Hexagonal axes are four in number, viz. a vertical axis coinciding with the principal axis of the crystal, and three horizontal axes inclined to one another at 60° in a plane perpendicular to the principal axis. The three horizontal axes, which are taken either parallel or perpendicular to the faces of a hexagonal prism (fig. 71) or the edge of a hexagonal bipyramid (fig. 70), are equal in length (a) but the vertical axis is of a different length (c). The indices of planes referred to such a set of axes are four in number; they are written as {hikl}, the first three (h + i + k = 0) referring to the horizontal axes and the last to the vertical axis. The ratio a : c of the parameters, or the axial ratio, is characteristic of all the crystals of the same substance. Thus for beryl (including emerald) a : c = 1 : 0.4989 (often written c = 0.4989); for zinc c = 1.3564.

Rhombohedral Division.

In the rhomobohedral or trigonal division of the hexagonal system there are seven symmetry-classes, all of which possess a single triad axis of symmetry.

Holosymmetric Class

(Holohedral; Ditrigonal scalenohedral).

In this class, which presents the commonest type of symmetry of the hexagonal system, the triad axis is associated with three similar planes of symmetry inclined to one another at 60° and intersecting in the triad axis; there are also three similar dyad axes, each perpendicular to a plane of symmetry, and a centre of symmetry. The seven simple forms are:—

Fig. 66.	Fig. 67.
Direct and Inverse Rhombohedra.

Rhombohedron (figs. 66 and 67), consisting of six rhomb-shaped faces with the edges all of equal lengths: the faces are perpendicular to the planes of symmetry. There are two sets of rhombohedra, distinguished respectively as direct and inverse; those of one set (fig. 66) are brought into the orientation of the other set (fig. 67) by a rotation of 60° or 180° about the principal axis. For the fundamental rhombohedron, parallel to the edges of which are the crystallographic axes of reference, the indices are {100}. Other rhombohedra may have the indices {211}, {411}, {110}, {221}, {111}, &c., or in general {hkk}. (Compare fig. 72; for figures of other rhombohedra see [Calcite].)

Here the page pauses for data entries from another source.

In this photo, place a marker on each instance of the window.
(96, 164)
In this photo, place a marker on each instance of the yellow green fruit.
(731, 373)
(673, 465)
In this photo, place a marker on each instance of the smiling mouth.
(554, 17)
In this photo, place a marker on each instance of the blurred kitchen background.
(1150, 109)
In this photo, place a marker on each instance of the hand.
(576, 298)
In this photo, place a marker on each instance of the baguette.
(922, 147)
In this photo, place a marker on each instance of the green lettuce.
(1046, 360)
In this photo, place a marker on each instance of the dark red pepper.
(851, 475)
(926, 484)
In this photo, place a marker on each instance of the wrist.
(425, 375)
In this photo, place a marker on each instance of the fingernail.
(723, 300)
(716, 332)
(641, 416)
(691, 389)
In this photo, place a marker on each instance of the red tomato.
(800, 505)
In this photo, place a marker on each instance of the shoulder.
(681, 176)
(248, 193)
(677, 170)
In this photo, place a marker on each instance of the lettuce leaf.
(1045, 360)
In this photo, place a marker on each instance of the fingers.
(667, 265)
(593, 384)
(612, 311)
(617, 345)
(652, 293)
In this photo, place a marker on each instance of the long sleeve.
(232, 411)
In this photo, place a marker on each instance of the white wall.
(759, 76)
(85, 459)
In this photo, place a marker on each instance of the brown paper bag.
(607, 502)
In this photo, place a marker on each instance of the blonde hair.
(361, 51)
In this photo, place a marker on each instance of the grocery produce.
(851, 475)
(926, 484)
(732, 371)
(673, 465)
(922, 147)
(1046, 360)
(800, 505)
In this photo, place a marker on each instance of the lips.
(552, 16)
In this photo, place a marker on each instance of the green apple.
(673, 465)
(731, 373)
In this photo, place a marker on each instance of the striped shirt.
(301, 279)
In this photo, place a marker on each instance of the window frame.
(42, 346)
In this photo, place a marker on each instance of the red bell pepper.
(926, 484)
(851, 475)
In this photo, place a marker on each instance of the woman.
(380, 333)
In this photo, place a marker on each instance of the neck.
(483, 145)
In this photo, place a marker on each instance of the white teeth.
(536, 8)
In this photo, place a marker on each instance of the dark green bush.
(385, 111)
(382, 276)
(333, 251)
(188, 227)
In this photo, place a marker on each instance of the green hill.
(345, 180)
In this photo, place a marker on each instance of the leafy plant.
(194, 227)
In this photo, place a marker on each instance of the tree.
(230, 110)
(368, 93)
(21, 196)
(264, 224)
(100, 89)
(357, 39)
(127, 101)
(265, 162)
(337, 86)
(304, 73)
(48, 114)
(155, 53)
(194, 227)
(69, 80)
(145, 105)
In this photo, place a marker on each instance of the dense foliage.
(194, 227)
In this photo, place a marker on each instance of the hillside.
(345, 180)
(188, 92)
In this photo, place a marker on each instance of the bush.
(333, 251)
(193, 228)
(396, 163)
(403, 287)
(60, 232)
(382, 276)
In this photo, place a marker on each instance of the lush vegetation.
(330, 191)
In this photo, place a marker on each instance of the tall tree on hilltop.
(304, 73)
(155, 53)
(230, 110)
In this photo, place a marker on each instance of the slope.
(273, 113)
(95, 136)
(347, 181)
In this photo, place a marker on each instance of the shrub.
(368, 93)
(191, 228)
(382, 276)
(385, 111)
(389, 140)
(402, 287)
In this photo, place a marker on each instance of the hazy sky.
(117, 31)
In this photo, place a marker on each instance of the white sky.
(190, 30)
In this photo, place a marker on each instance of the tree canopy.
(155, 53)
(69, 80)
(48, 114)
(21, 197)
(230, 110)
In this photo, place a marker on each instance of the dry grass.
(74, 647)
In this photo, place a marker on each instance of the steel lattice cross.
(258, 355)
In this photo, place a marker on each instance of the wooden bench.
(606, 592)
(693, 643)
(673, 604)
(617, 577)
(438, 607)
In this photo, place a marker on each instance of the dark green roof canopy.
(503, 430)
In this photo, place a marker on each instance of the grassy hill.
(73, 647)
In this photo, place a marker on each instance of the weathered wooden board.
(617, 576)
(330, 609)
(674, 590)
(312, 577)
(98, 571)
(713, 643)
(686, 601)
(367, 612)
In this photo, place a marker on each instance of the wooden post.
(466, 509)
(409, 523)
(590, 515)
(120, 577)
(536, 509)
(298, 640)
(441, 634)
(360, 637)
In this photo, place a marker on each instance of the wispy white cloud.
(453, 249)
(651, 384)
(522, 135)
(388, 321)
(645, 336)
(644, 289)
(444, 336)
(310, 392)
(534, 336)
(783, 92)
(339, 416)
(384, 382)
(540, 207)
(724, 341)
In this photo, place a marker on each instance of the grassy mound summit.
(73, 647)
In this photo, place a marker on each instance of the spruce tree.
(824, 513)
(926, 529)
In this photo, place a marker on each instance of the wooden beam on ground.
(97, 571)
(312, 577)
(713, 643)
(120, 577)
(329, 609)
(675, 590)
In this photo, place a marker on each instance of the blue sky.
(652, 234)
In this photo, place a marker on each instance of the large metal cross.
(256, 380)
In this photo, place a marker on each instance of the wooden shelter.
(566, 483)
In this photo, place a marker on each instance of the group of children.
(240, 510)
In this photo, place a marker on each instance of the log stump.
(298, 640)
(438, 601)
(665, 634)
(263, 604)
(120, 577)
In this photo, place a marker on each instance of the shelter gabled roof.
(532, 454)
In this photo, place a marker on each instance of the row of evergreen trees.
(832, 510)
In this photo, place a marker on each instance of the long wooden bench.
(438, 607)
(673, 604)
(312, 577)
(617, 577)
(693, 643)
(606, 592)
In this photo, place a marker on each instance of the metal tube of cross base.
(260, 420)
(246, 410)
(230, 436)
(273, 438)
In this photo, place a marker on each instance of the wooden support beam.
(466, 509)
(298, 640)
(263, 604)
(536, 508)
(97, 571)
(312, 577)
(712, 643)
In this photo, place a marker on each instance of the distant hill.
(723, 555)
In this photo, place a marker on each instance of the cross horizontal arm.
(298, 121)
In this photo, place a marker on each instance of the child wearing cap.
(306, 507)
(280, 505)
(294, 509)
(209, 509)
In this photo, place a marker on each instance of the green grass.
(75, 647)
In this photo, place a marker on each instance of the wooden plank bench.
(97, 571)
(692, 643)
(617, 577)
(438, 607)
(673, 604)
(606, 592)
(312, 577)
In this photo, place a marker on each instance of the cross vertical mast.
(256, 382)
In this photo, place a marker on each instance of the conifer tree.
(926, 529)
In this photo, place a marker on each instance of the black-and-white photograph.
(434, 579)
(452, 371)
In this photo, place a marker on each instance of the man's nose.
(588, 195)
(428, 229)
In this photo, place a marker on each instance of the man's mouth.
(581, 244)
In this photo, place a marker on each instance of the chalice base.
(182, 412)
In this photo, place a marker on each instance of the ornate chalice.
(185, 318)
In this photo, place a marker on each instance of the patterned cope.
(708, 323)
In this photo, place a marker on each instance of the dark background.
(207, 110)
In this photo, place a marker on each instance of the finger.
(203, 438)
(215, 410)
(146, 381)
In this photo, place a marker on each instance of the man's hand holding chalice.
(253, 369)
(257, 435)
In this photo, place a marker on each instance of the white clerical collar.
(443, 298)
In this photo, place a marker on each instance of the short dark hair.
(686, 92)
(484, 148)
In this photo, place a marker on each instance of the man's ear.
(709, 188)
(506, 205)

Scalenohedron (fig. 68), bounded by twelve scalene triangles, and with the general indices {hkl}. The zig-zag lateral edges coincide with the similar edges of a rhombohedron, as shown in fig. 69; if the indices of the inscribed rhombohedron be {100}, the indices of the scalenohedron represented in the figure are {201}. The scalenohedron {201} is a characteristic form of calcite, which for this reason is sometimes called “dog-tooth-spar.” The angles over the three edges of a face of a scalenohedron are all different; the angles over three alternate polar edges are more obtuse than over the other three polar edges. Like the two sets of rhombohedra, there are also direct and inverse scalenohedra, which may be similar in form and angles, but different in orientation and indices.